1. A facial recognition unit that scans the customer's face to confirm their age, A product provision unit that provides products based on the age confirmed by the aforementioned facial recognition unit, A management unit that manages the purchase history of products provided by the aforementioned provisioning unit, The system includes a transmission unit that transmits the purchase history managed by the aforementioned management unit to the responsible agency. A system characterized by the following features.

2. The aforementioned facial recognition unit is We use AI-powered, highly accurate facial recognition technology to verify the customer's age. The system according to feature 1.

3. The aforementioned supply unit is, In a vending machine with an integrated facial recognition system, age verification is performed via facial recognition when a customer purchases a product. The system according to feature 1.

4. The aforementioned management department, When a welfare recipient purchases an item from a vending machine, the purchase history is automatically recorded. The system according to feature 1.

5. The aforementioned transmitting unit The purchase history managed by the aforementioned management department is transmitted to the responsible agency. The system according to feature 1.

6. The aforementioned management department, Automatically record purchase history to aid in marketing and customer analysis.

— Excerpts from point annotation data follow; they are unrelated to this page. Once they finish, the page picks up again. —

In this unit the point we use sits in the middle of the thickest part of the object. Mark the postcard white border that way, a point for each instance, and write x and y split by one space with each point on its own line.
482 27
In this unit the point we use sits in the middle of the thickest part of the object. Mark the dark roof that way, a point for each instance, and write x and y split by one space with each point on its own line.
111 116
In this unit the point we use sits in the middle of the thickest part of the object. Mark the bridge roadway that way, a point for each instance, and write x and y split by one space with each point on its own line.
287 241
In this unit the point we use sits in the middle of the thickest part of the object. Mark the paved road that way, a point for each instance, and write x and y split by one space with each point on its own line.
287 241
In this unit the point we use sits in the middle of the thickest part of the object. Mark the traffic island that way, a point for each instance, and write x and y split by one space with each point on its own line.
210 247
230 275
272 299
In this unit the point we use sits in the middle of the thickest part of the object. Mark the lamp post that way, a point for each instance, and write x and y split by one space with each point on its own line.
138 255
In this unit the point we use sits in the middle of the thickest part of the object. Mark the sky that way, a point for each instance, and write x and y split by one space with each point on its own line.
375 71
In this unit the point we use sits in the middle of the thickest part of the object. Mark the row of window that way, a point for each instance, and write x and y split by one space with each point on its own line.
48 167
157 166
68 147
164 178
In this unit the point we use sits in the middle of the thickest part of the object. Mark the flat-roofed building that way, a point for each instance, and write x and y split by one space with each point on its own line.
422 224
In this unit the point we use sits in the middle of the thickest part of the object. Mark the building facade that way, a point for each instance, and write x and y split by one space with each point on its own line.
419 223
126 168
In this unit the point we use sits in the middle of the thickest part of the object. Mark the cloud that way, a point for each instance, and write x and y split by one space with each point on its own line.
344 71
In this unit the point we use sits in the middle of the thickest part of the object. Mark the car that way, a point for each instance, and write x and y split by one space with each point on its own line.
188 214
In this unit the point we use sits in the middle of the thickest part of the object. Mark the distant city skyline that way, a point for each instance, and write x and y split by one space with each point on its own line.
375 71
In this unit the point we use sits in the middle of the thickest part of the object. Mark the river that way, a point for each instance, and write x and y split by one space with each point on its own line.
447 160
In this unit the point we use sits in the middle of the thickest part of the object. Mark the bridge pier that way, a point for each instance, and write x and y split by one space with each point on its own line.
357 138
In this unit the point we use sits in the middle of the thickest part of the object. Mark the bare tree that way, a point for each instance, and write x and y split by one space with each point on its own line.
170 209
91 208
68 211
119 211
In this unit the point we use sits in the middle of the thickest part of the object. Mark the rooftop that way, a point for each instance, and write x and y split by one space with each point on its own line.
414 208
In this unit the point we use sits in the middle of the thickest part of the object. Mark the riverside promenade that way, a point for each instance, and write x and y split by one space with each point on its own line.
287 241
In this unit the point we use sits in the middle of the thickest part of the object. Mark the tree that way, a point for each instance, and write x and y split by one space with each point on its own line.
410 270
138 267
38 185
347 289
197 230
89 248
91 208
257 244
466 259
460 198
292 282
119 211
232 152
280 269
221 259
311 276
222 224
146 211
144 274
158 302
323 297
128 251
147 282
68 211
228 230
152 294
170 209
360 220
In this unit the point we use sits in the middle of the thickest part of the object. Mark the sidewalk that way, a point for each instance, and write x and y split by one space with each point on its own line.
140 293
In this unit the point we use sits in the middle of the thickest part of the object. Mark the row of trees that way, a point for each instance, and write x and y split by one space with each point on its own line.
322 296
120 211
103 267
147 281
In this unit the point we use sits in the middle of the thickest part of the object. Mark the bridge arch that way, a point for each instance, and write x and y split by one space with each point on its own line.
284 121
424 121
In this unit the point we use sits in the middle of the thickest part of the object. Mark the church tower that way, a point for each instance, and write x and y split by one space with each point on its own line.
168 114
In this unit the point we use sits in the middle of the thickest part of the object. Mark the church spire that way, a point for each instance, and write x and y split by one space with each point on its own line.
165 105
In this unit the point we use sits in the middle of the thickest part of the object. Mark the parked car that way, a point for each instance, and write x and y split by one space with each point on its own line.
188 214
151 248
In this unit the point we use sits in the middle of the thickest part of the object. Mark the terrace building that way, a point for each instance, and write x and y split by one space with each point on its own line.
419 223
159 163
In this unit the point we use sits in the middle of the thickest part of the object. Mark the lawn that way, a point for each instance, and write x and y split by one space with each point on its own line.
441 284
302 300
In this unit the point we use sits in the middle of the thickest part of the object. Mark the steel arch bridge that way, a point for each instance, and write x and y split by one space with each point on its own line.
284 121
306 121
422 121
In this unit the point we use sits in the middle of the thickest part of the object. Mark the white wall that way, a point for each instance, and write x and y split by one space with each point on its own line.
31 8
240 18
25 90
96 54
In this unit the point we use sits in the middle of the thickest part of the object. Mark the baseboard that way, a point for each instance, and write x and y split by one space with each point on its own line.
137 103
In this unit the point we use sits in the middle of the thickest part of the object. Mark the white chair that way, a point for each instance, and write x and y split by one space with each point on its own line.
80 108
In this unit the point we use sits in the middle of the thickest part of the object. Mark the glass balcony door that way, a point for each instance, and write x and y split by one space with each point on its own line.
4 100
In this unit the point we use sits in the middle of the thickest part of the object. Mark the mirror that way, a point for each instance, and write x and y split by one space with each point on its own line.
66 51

The system according to feature 1.

7. The aforementioned facial recognition unit is The system estimates the customer's emotions and adjusts the accuracy of facial recognition based on those estimated emotions. The system according to feature 1.

8. The aforementioned facial recognition unit is We analyze the customer's past facial recognition history and select the optimal authentication method. The system according to feature 1.

9. The aforementioned facial recognition unit is During facial recognition, the accuracy of the authentication process is improved based on the customer's current health status and facial expressions. The system according to feature 1.

10. The aforementioned facial recognition unit is It estimates the customer's emotions and adjusts the timing of facial recognition based on the estimated emotions. The system according to feature 1.